Acid phosphatase activity in senile plaques and cerebrospinal fluid of patients with Alzheimer's disease.

The origin of the various components of senile plaques in Alzheimer's disease (AD) continues to be a focus of intense research scrutiny. Lysosomal enzyme activity within the plaques is of particular interest because of its possible relevance to a presumed abnormal processing of precursor molecules that may lead to the formation of plaque amyloid. Histochemical evidence of acid phosphatase (ACP), a lysosomal hydrolase, activity in senile plaques has been documented long before many of the current biochemical data regarding plaque pathogenesis became available. Recent evidence suggests the presence of neuronal membrane abnormalities that may allow "leakage" of some intracellular molecules, including enzymes, into the perineuronal environment and from there, possibly, to the cerebrospinal fluid (CSF).

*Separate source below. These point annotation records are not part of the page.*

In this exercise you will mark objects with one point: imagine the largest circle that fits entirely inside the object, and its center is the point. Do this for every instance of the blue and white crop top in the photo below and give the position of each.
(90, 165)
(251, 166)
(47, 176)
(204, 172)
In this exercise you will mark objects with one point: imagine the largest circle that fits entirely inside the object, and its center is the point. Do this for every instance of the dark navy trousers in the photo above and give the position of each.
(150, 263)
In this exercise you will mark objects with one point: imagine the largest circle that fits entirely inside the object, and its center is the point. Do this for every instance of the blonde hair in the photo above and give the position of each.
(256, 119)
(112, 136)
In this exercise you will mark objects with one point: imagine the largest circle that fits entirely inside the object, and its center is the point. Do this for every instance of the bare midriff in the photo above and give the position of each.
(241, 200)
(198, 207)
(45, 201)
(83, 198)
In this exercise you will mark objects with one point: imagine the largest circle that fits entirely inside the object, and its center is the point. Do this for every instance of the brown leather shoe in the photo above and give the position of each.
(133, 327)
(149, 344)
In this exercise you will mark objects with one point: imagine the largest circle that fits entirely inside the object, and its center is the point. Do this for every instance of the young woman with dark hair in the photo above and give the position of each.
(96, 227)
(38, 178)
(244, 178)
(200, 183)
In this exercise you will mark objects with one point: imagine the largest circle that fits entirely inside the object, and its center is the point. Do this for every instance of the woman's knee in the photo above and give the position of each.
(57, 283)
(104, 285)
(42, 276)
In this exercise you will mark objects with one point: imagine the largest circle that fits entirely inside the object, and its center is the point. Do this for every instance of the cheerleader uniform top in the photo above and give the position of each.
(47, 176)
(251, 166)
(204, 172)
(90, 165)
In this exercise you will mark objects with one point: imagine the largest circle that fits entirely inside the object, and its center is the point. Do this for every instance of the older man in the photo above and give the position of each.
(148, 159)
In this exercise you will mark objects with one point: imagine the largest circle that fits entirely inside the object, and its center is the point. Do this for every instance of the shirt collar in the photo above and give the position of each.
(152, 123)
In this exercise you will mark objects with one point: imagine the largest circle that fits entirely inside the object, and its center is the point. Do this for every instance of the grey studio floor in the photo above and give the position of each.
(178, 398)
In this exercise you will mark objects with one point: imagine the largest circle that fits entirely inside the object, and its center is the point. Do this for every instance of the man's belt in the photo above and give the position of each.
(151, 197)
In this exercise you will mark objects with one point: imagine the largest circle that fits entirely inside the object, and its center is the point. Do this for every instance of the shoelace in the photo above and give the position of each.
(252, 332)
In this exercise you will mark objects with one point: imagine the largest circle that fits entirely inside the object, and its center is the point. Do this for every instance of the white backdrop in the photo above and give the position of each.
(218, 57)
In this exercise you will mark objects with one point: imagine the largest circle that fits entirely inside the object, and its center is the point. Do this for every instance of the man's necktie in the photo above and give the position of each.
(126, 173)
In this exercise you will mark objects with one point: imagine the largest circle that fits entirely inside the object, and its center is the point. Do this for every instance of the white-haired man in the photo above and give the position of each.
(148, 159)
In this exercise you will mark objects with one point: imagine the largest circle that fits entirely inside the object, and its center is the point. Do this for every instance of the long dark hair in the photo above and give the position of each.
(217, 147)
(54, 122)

In the course of investigating this hypothesis, we decided to readdress the issue of ACP activity in AD by assaying the enzyme both in brain tissue sections as well as in CSF samples from neuropathologically confirmed cases of AD and from normal control subjects. Brain frozen sections from five cases with AD and five control subjects were histochemically stained for ACP using the alpha-naphthylphosphate hydrolysis method. Frozen CSF samples from 15 cases with AD and 19 control subjects were assayed for ACP activity using the thymolphthalein monophosphate hydrolysis method. In all cases studied, CSFs were cytologically unremarkable. Neurons in normal and AD brains were strongly positive for ACP. In AD, numerous senile plaques showed strong ACP activity with both granular and diffuse patterns. The CSFs from six of 15 AD cases (40%) showed ACP activity with values ranging from 0.04 to 0.4 U/L. No ACP activity was detected in any of the 19 control CSFs analyzed. The exact source of ACP in senile plaques and CSF of patients with AD cannot be established based on these data alone but the ACP may have originated from neurons with oxidative stress or oxygen free radical-mediated membrane damage. The data encourage further investigation of this hypothesis.